ST. PAUL -- Negotiators have three weeks to draft an ending to the Legislature's tax relief sequel, a considerable chore given the differences among the House, Senate and Gov. Jesse Ventura.
The House staked out its position Monday, voting 85-47 for a plan that includes income tax cuts, a sales tax rebate and other relief totaling $3.2 billion over three years. It is more than twice as costly as the Senate bill. Both differ greatly from that proposed by Ventura, who has only a rebate and license fee cuts on his agenda.
''Three weeks is an eternity. It can't get any more difficult than closing up the session last year,'' said House Majority Leader Tim Pawlenty, recalling deliberations over spending bills and a $2.9 billion tax relief package that kept lawmakers working until midnight of the final day.
The House GOP plan -- which leaders describe as a ''lunch bucket'' tax cut focused on middle-income Minnesotans -- drew criticism from all corners Monday.
House Minority Leader Tom Pugh mocked the GOP slogan and argued that cuts for all three tax brackets skew relief toward the wealthiest Minnesotans and make the package unaffordable in the long haul.
Senate Majority Leader Roger Moe, DFL-Erskine, said the plan uses ''phony money'' from economic projections that are too rosy.
In a letter to House Speaker Steve Sviggum, Ventura called the Republican plan ''reckless'' because it is partly financed with one-time money. The plan depends indirectly on tobacco settlement money and federal welfare funds.

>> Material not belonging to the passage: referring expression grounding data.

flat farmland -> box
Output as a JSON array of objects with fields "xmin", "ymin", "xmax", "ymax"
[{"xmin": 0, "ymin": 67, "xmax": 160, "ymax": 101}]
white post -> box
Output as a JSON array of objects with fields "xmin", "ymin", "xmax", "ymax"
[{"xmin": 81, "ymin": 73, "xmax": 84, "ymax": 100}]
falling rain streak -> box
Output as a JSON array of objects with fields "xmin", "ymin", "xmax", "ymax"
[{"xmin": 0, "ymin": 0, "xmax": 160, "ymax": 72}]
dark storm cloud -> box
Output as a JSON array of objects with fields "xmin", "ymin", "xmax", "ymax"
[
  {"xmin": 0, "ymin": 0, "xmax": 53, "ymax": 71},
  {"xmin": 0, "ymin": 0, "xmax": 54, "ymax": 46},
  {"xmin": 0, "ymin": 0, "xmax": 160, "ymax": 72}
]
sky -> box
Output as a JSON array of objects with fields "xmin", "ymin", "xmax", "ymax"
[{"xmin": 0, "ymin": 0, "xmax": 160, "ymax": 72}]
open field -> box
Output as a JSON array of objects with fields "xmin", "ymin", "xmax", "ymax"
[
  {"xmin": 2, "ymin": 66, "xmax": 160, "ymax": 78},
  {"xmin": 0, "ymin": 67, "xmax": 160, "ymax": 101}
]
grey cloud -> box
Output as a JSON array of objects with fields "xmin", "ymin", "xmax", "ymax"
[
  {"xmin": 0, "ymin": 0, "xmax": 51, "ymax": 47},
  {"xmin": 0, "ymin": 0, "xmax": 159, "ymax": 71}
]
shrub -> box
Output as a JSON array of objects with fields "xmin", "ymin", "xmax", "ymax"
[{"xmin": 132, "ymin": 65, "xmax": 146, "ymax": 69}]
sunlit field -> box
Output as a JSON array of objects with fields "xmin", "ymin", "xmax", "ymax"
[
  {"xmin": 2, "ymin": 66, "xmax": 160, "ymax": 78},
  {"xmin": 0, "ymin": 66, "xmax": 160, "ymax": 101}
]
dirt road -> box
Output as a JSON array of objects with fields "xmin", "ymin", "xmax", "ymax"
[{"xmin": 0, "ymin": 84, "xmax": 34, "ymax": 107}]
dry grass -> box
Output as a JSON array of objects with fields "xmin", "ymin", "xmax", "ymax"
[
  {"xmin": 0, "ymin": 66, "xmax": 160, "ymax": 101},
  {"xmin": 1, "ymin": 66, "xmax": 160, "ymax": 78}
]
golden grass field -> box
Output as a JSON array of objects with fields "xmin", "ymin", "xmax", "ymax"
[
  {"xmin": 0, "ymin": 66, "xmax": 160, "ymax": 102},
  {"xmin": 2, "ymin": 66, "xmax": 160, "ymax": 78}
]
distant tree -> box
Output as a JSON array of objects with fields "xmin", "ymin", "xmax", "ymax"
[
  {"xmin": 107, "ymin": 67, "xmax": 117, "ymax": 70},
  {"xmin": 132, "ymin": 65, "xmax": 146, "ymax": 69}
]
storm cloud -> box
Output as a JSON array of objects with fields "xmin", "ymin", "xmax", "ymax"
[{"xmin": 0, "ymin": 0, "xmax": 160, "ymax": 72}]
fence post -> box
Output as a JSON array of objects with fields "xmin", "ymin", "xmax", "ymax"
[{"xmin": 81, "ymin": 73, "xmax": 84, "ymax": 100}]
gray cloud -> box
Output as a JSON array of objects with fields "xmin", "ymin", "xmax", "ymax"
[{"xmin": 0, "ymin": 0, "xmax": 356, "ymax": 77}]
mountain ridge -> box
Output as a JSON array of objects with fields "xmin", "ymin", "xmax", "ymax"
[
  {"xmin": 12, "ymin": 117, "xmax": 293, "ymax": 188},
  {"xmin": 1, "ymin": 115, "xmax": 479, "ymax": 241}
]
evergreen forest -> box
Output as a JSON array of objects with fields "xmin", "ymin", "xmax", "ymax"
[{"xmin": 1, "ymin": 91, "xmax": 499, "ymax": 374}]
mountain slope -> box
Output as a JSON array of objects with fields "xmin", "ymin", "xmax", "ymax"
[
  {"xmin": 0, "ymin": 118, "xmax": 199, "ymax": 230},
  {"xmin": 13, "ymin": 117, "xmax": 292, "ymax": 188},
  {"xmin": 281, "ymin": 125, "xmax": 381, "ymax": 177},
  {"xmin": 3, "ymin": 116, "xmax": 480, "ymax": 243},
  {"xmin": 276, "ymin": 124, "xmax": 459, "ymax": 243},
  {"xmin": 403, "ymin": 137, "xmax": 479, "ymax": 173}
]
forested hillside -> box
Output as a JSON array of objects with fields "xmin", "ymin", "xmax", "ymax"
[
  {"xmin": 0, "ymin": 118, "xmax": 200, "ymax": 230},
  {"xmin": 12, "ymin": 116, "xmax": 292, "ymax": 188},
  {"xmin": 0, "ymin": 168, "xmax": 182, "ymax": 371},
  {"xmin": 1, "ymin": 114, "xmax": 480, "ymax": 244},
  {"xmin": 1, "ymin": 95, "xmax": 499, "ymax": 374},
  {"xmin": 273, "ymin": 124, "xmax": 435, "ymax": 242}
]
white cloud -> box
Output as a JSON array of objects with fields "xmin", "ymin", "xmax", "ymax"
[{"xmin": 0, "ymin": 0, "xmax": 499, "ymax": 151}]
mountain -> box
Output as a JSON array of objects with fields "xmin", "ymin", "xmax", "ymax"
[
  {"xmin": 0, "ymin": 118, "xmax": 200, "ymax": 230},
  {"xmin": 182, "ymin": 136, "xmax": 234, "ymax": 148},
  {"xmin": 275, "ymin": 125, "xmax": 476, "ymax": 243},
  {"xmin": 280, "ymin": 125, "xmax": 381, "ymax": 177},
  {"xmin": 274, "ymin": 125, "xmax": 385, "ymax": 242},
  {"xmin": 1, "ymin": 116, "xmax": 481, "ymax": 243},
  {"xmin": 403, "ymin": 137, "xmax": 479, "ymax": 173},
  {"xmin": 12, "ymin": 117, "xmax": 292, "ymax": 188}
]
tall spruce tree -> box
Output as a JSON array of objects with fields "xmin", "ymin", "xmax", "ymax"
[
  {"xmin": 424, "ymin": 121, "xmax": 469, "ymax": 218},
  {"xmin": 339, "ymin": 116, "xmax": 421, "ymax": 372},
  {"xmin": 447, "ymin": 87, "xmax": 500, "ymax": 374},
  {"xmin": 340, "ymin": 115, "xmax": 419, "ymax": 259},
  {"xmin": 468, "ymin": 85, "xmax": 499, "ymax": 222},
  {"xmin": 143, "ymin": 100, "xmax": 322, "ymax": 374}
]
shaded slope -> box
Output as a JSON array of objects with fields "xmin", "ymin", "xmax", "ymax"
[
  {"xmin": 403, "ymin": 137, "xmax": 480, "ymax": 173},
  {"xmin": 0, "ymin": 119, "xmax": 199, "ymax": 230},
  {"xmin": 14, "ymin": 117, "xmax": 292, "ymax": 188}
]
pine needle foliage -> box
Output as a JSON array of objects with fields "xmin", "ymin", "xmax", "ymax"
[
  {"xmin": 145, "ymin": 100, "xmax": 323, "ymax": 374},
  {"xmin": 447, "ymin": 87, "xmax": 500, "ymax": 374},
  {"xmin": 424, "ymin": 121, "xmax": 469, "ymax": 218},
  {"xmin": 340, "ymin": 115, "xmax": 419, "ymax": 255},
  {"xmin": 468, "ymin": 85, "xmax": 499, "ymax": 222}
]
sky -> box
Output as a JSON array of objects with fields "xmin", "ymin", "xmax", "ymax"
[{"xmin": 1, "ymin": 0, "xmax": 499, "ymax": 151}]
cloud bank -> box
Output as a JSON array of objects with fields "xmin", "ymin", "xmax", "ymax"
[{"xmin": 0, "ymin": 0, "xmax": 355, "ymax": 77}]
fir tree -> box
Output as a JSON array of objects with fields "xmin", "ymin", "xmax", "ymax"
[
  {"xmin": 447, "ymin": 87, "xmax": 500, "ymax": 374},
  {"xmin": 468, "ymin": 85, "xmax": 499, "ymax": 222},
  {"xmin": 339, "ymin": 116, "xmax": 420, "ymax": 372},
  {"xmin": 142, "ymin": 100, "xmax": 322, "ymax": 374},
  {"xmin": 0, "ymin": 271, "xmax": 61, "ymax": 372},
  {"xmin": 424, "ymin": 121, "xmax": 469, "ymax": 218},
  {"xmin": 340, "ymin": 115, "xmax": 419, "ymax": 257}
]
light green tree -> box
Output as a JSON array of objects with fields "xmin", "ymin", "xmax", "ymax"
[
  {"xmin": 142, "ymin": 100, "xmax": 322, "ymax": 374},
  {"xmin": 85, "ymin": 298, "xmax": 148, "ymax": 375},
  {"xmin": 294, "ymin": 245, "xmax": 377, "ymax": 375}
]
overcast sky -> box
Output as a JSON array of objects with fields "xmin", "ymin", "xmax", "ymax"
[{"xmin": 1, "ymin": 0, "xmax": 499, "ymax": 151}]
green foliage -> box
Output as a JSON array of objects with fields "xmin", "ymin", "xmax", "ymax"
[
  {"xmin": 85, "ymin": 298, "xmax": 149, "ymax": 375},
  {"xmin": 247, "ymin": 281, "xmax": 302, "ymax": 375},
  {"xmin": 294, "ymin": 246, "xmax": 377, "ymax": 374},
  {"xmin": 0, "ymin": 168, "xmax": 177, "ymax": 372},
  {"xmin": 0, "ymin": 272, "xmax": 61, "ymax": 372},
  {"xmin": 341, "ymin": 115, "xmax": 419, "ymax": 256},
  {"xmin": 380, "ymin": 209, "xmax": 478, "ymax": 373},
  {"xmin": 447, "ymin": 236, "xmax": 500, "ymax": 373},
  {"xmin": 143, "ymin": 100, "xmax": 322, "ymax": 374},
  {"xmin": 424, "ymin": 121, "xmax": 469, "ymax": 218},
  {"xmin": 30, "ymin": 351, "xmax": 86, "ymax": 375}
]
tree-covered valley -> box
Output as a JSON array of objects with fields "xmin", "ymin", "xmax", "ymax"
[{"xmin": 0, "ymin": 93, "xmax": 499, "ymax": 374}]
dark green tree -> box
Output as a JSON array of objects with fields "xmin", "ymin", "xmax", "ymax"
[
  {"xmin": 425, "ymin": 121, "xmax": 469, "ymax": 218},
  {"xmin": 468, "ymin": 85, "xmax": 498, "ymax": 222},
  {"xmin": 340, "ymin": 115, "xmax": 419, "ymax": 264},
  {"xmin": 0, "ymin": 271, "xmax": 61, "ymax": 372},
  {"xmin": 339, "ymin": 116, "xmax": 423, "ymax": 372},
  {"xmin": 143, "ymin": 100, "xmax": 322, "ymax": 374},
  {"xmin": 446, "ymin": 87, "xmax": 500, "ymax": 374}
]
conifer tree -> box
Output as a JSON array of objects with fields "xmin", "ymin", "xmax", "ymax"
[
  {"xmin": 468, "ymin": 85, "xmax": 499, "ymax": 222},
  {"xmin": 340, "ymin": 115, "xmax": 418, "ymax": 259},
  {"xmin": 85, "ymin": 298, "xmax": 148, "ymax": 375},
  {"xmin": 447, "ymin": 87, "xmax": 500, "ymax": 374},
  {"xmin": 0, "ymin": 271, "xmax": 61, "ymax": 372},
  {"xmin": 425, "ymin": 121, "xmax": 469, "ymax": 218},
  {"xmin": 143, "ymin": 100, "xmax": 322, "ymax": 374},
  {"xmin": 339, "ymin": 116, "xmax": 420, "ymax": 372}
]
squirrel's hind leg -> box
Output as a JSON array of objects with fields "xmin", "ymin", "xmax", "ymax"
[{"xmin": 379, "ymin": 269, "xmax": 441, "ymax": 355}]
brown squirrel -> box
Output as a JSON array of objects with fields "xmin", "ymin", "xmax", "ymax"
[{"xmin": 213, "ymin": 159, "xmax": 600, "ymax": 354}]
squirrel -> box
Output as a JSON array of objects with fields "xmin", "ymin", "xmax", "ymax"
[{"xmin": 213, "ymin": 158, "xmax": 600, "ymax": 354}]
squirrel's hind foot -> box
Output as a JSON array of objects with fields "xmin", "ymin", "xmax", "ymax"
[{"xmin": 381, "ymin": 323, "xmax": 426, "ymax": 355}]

''I would not sign this legislation if it reached my desk out of respect to Minnesota taxpayers,'' he wrote, adding that ''it commits to more than we can afford.''
Through it all, House Republicans stuck behind their proposal for across-the-board tax cuts, which they say will attract new businesses to the state by making the tax system more palatable to employees.
Under the bill, the top and bottom tax brackets would be reduced by one-half a percentage point and the middle bracket would fall three-quarters of a percentage point. Starting at the top, the three new rates would be 7.5 percent, 6.5 percent and 5 percent.
DFLers failed on several attempts to eliminate the top-tier cut, mostly on party-line votes.